Geelong Advertiser

Medicine clamp to be killer

Overdose spike tipped

- PETER MICKELBURO­UGH

AUSTRALIA is on the verge of a drug overdose epidemic with experts warning a crackdown on prescripti­on medication misuse was set to send our climbing rates of accidental overdose deaths higher.

The fear is that when realtime prescripti­on monitoring and new restrictio­ns on codeine come into force next March, thousands of Australian­s addicted to over-thecounter pain killers will move to harder drugs, such as heroin and fentanyl.

“When Australian­s addicted to pharmacy-based opioid drugs face new restrictio­ns, there is a very high risk they will move to illicit drugs to sustain their addiction — risking death as organised crime syndicates turn to potent opioids such as fentanyl and carfentani­l to profit from people’s misery,” Penington Institute chief executive John Ryan said.

Craig Harvey, Barwon Health’s harm reduction team senior clinician, said tightening access to painkiller­s would not magically see those addicted to painkiller­s suddenly free of their addictions.

Mr Harvey said far more needed to be done to treat those who would either be cut off or referred for treatment for misusing painkiller­s and called for a TAC-style education campaign.

For every death in a car accident, two people are dying from accidental overdose, the Pennington Institute’s annual Overdose Report 2017 reveals.

Drug overdoses claimed the lives of 2023 Australian­s in 2015 — the latest year for which national data is available — and three in four of those deaths were accidental.

The report shows accidental overdoses involving: CODEINE, morphine and oxycodone are claiming 500 lives a year, up from 189 in 2003. FENTANYL — a synthetic opioid 100 times more potent than heroin — claimed 221 lives in 2015, only 45 fewer than claimed by heroin.
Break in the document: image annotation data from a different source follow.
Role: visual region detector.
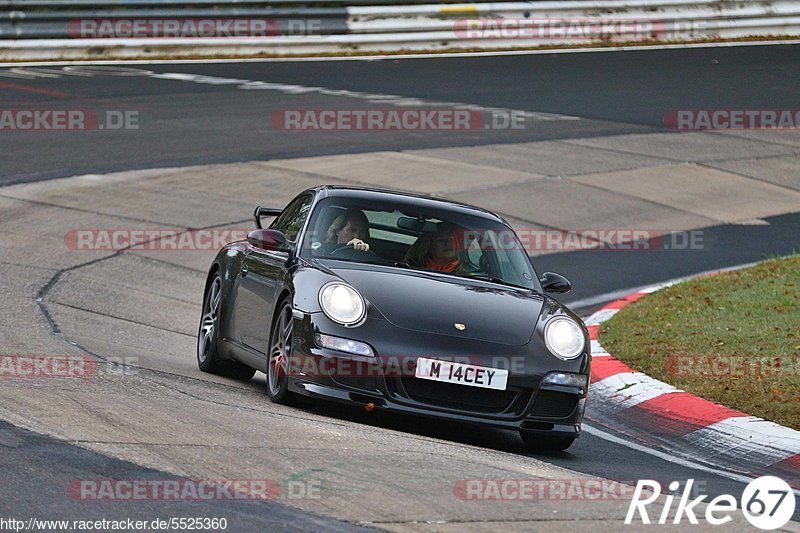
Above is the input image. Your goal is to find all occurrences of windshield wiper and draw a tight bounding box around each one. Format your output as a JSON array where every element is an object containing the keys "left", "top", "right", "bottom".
[{"left": 461, "top": 273, "right": 528, "bottom": 289}]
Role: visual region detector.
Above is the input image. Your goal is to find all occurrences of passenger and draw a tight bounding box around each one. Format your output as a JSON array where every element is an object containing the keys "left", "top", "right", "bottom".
[
  {"left": 406, "top": 222, "right": 470, "bottom": 274},
  {"left": 316, "top": 209, "right": 370, "bottom": 255}
]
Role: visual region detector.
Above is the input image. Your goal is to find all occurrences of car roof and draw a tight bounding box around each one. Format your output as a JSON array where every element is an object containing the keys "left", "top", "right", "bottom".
[{"left": 307, "top": 185, "right": 508, "bottom": 225}]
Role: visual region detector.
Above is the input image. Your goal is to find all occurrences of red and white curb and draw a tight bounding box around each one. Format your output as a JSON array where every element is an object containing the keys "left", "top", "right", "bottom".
[{"left": 585, "top": 281, "right": 800, "bottom": 487}]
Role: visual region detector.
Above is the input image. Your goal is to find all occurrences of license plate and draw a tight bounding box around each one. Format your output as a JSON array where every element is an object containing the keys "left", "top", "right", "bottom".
[{"left": 414, "top": 357, "right": 508, "bottom": 390}]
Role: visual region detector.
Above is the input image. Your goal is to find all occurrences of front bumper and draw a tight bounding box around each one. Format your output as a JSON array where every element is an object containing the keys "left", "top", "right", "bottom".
[{"left": 289, "top": 313, "right": 589, "bottom": 436}]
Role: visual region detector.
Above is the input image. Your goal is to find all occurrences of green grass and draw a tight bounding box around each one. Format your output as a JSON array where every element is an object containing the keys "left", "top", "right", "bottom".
[{"left": 600, "top": 255, "right": 800, "bottom": 429}]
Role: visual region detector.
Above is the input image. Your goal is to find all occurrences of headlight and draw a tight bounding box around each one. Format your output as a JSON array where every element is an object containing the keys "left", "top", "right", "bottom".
[
  {"left": 542, "top": 372, "right": 589, "bottom": 389},
  {"left": 319, "top": 283, "right": 365, "bottom": 326},
  {"left": 544, "top": 317, "right": 586, "bottom": 359},
  {"left": 314, "top": 333, "right": 375, "bottom": 357}
]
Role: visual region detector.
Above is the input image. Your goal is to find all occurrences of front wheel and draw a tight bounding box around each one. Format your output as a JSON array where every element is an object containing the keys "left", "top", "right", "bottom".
[
  {"left": 197, "top": 272, "right": 256, "bottom": 381},
  {"left": 267, "top": 300, "right": 296, "bottom": 404},
  {"left": 519, "top": 431, "right": 575, "bottom": 453}
]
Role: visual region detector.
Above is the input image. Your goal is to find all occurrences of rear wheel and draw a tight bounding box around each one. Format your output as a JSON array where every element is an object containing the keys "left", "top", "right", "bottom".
[
  {"left": 519, "top": 431, "right": 575, "bottom": 453},
  {"left": 197, "top": 272, "right": 256, "bottom": 380},
  {"left": 267, "top": 300, "right": 297, "bottom": 404}
]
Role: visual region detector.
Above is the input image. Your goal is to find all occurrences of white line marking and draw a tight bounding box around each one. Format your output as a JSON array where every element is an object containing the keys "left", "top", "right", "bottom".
[
  {"left": 684, "top": 416, "right": 800, "bottom": 466},
  {"left": 584, "top": 309, "right": 619, "bottom": 326},
  {"left": 568, "top": 261, "right": 759, "bottom": 309},
  {"left": 591, "top": 341, "right": 611, "bottom": 357},
  {"left": 590, "top": 372, "right": 682, "bottom": 411},
  {"left": 583, "top": 424, "right": 800, "bottom": 496},
  {"left": 0, "top": 39, "right": 800, "bottom": 67}
]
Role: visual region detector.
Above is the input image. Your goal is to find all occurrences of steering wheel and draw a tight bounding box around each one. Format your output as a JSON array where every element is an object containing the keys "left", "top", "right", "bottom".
[{"left": 330, "top": 246, "right": 378, "bottom": 260}]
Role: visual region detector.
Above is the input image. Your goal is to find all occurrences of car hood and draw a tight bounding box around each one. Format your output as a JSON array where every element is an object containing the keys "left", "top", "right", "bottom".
[{"left": 332, "top": 268, "right": 543, "bottom": 346}]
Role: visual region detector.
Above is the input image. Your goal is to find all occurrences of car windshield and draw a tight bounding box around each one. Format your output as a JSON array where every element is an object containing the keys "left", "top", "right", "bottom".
[{"left": 300, "top": 197, "right": 538, "bottom": 289}]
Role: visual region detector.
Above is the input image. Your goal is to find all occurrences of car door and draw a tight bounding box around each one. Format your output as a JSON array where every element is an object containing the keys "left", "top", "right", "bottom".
[{"left": 235, "top": 194, "right": 313, "bottom": 354}]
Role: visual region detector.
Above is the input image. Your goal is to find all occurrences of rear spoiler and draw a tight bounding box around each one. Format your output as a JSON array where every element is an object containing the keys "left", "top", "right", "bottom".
[{"left": 253, "top": 206, "right": 283, "bottom": 229}]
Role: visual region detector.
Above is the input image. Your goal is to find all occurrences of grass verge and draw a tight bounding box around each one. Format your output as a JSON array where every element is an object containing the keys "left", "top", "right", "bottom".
[{"left": 600, "top": 255, "right": 800, "bottom": 430}]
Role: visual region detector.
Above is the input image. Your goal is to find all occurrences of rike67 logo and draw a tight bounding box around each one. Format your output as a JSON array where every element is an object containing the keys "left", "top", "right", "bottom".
[{"left": 625, "top": 476, "right": 795, "bottom": 530}]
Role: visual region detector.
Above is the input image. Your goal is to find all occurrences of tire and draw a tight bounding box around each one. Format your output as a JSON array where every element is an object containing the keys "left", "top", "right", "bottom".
[
  {"left": 267, "top": 300, "right": 298, "bottom": 405},
  {"left": 519, "top": 431, "right": 575, "bottom": 453},
  {"left": 197, "top": 272, "right": 256, "bottom": 381}
]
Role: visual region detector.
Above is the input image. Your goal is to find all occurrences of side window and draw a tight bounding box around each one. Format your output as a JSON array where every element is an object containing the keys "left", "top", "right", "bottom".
[{"left": 270, "top": 194, "right": 313, "bottom": 241}]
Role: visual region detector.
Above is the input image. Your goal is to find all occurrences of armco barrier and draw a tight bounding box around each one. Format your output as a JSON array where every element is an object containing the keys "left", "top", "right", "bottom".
[{"left": 0, "top": 0, "right": 800, "bottom": 60}]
AMPHETAMIN­ES now claim almost as many lives as accidental alcohol overdoses thanks to the continuing impact of ice, with more than 220 annual deaths.

“The data illustrate­s that the real front line in Australia’s overdose crisis is often the household medical cabinet,” Mr Ryan said.

The data also shows that Australia, particular­ly regional areas, continues to be ravaged by the drug ice.